To summarize, since its no output from the moment its turned on (rules out driver problems) i would guess that something in your pc just can't cope with the stress of the graphics card any more. my guess in motherboard or most probably the psu (if possible can you test the system by swapping out those 2 parts)


----------



## DR.Death (Mar 3, 2011)

mine was with the card and the motherboard just not liking it try all the confection mother board power then try swapping out another psu is that dose not work and if that still dose not work try the card in a diffident computer


----------



## Deleted member 74752 (Mar 4, 2011)

I sometimes run into this and when the pc finishes booting I just unplug the vga from the card and plug it right back up...then the monitor magicly shows images. I do not know why.


----------



## psycholicon (Mar 5, 2011)

*ok, so*

In all of my attempts to work with stuff inside the computer, I accidentally knocked out the display cable, so forgive me some confusion from the last post

THE VERDICT is that all the problems were connected to the Radeon card.
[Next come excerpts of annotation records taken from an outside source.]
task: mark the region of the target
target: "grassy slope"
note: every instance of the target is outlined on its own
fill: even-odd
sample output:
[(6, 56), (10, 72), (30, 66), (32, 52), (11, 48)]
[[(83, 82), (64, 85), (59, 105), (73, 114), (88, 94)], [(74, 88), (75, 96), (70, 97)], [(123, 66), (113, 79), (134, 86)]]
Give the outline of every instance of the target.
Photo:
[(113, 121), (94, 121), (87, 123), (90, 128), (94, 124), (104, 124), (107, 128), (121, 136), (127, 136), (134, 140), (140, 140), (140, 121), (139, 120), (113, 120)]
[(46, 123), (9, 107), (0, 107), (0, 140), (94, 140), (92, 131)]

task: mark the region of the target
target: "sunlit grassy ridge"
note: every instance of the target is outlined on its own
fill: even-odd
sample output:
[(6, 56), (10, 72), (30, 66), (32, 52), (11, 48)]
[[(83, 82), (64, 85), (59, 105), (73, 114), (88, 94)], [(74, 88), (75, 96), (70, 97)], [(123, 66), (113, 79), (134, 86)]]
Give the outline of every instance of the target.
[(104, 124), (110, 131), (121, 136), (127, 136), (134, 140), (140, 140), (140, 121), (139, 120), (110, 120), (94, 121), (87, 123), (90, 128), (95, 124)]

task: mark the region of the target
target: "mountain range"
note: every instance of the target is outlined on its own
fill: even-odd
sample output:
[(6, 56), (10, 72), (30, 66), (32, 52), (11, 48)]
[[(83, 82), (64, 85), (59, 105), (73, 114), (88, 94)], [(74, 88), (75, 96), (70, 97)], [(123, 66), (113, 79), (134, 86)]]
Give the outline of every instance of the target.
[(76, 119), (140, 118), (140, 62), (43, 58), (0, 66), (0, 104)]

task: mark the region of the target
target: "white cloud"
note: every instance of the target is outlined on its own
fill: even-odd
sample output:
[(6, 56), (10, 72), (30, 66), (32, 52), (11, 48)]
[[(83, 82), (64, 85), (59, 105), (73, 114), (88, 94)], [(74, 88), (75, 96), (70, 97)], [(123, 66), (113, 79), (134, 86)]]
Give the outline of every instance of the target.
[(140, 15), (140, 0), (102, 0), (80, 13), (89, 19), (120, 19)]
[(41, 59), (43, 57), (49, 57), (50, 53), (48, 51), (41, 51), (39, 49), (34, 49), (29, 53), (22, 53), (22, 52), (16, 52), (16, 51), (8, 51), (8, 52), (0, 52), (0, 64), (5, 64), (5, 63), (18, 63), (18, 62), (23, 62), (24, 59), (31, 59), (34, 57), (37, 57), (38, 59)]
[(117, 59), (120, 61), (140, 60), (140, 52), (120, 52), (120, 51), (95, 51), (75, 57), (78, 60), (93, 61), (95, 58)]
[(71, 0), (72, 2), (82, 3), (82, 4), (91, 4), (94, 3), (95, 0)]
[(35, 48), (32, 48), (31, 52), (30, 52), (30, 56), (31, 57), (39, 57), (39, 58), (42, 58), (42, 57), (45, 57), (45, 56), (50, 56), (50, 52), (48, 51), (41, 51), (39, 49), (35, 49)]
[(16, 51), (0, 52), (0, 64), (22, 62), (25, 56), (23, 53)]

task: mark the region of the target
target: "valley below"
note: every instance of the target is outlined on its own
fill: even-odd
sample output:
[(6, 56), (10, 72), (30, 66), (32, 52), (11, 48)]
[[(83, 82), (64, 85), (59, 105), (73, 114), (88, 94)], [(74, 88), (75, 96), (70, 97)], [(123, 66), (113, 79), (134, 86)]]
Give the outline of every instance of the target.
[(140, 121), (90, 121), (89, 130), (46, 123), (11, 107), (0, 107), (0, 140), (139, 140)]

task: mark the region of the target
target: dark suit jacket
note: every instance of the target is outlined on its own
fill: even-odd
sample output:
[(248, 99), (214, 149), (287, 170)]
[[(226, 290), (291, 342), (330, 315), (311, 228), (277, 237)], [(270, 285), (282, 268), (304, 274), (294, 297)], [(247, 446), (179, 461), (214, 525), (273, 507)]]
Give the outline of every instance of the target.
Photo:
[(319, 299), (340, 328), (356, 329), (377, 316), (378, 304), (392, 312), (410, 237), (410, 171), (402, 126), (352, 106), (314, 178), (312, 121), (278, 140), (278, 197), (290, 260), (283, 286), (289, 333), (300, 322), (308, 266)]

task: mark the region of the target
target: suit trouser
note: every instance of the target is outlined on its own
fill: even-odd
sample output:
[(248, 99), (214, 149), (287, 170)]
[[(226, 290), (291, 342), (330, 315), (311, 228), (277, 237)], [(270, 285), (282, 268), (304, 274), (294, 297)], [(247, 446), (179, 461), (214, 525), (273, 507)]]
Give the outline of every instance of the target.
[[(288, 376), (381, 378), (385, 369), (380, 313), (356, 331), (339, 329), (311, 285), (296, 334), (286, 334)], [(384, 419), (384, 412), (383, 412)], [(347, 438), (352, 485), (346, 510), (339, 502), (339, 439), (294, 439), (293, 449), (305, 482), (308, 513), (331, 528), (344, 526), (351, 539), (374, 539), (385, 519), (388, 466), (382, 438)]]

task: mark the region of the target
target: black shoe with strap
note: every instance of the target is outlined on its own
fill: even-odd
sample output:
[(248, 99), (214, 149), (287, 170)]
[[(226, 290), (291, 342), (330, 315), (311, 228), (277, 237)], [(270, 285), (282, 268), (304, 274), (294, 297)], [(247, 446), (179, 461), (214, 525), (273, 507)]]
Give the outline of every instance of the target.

As soon as I realized that the cable was out and plugged it in (now with my old Nvidia GeForce card) the monitor fired right up, no wierd colors or anything, Mount&Blade runs perfectly fine, and even my Resident Evil 5 game (which notoriously has problems with Radeon X-series cards) works perfectly, while with the Radeon it won't display anything but the menu. 

Moral of the story: Yes, Nvidia cards are just way more reliable and less touchy than Radeons. Though frequently you can get more bang for your buck with performance from Radeon, I probably won't get another. I trust GeForce for its reliability and durability, even though my display isn't as crisp as it was.


----------